In short, I think that @jamesh ideas overall are sound. If common-id is what we want, I think we need to work through how to regulate it if at all. Otherwise perhaps tie this in with the dbus interface.

something like this might be viable. I don’t like with-desktop for the attribute though. It’s really more defines-desktop-id: true or binds-desktop-id. At most one slot could have that set.

To manage clashes we would have to make creating a dbus slot with that attribute set superprivileged.

This came up in discussion with @pedronis today. Below is a short sketch of what was proposed:

  1. The desktop interface grows a new plug attribute that could be declared with something like the following (with attribute names undecided):

        desktop-id: org.example
  2. The base declaration for the the desktop interface denies installation of snaps if the desktop-id attribute is non-empty.

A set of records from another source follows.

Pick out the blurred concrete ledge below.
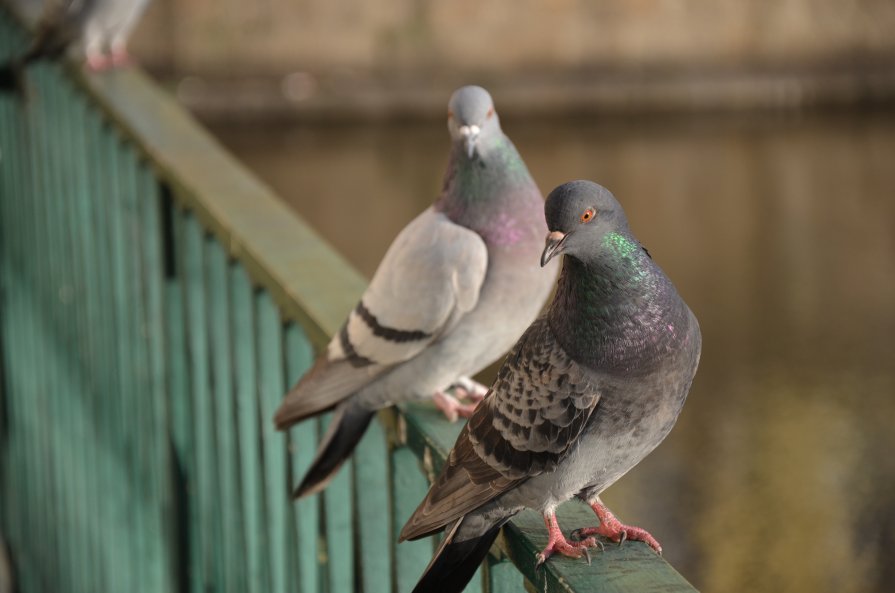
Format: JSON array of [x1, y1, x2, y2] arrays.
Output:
[[149, 60, 895, 122]]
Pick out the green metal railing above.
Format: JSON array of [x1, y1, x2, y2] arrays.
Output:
[[0, 11, 692, 593]]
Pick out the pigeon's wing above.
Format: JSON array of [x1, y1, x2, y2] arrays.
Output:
[[276, 208, 488, 427], [401, 318, 600, 540]]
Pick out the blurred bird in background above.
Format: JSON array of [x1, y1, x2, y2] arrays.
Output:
[[0, 0, 149, 92], [401, 181, 701, 593], [275, 86, 555, 497]]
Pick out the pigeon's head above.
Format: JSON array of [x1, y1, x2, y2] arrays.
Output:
[[448, 86, 500, 159], [541, 181, 628, 266]]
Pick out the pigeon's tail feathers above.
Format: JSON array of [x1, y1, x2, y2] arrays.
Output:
[[0, 60, 25, 97], [413, 517, 508, 593], [292, 404, 376, 498], [274, 356, 382, 430]]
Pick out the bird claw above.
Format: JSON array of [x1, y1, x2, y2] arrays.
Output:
[[432, 391, 477, 422], [448, 377, 488, 402], [572, 502, 662, 556]]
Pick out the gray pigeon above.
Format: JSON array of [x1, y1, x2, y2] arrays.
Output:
[[0, 0, 148, 91], [274, 86, 555, 497], [401, 181, 701, 593]]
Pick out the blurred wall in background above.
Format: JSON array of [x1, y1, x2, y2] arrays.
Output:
[[133, 0, 895, 117]]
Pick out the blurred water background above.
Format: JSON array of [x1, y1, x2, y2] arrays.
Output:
[[213, 108, 895, 593], [124, 0, 895, 593]]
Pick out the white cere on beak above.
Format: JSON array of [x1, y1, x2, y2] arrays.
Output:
[[460, 124, 482, 138]]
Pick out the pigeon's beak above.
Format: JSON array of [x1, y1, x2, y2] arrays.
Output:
[[460, 125, 482, 159], [541, 231, 569, 268]]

The store can override this to allow a snap to claim the ID.

  3. snapd will prevent two snaps from being installed that claim the same interface using similar means to the D-Bus service conflict resolution in PR #8748. Although it may want to also check that no claimed desktop ID is a prefix of another claimed desktop ID too.

  4. If any of the desktop files found in $SNAP/meta/gui are prefixed by the claimed desktop ID, then install them named as is.

  5. If any icons theme icons found in $SNAP/meta/gui/icons are prefixed by the claimed desktop ID, then install them named as is.

I had a few thoughts about this after the discussion though:

  • If we are hanging this logic off a plug, what does it mean for the plug to be connected/disconnected? Would the snap have ownership of the prefix if the interface is disconnected? Would we have to go through and rename/delete desktop files and icons when the state changes?
  • There is still some duplication with dbus slots, if the app wants to use the prefix on the session bus too. If that’s common enough, maybe @jdstrand’s suggestion of using the dbus slot would fit better?

We discussed this today and for my part, I think the overall proposal sounds fine (we can work out specific details in the PR). From a security perspective, if we do ‘2’ and ‘3’ correctly, there are no concerns and this ties in well with existing store-side check patterns (eg, dbus well-known names).

As for the connected/disconnected question, if this is tied to the desktop interface, then you can use the PermanentPlugs concept.

As for the dbus question, we should probably consider the existing dbus interface implementation, the upcoming activation PRs and this so we can have a full view on how to proceed. In a lot of ways it does seem like all these things are related so it feels like a nice way to combine things (though it is a bit magical and perhaps inflexible). Arguing against myself, it also seems plausible there might be drift between a desktop id and the dbus well-known name (when GNOME went from org.gnome.thing to org.gnome.Thing for dbus names, did the desktop ids change accordingly?). What does it mean for a snap to provide two slots but only one has a desktop id? desktop-id also doesn’t seem to have any meaning for system services…

while there is some conventional expectation that slots are “providers” and plugs “consumers”, they are relatively symmetrical concepts and plugs can have permanent setup/state as well if applicable.

as @jdstrand said the two could diverge and it feels too magical to me. I think clarity here is more important than avoiding some repetition, is not like anyway the configuration of a desktop app (independently of snaps) doesn’t involve any repetition of the id.

1 Like

Is there any progress on this issue?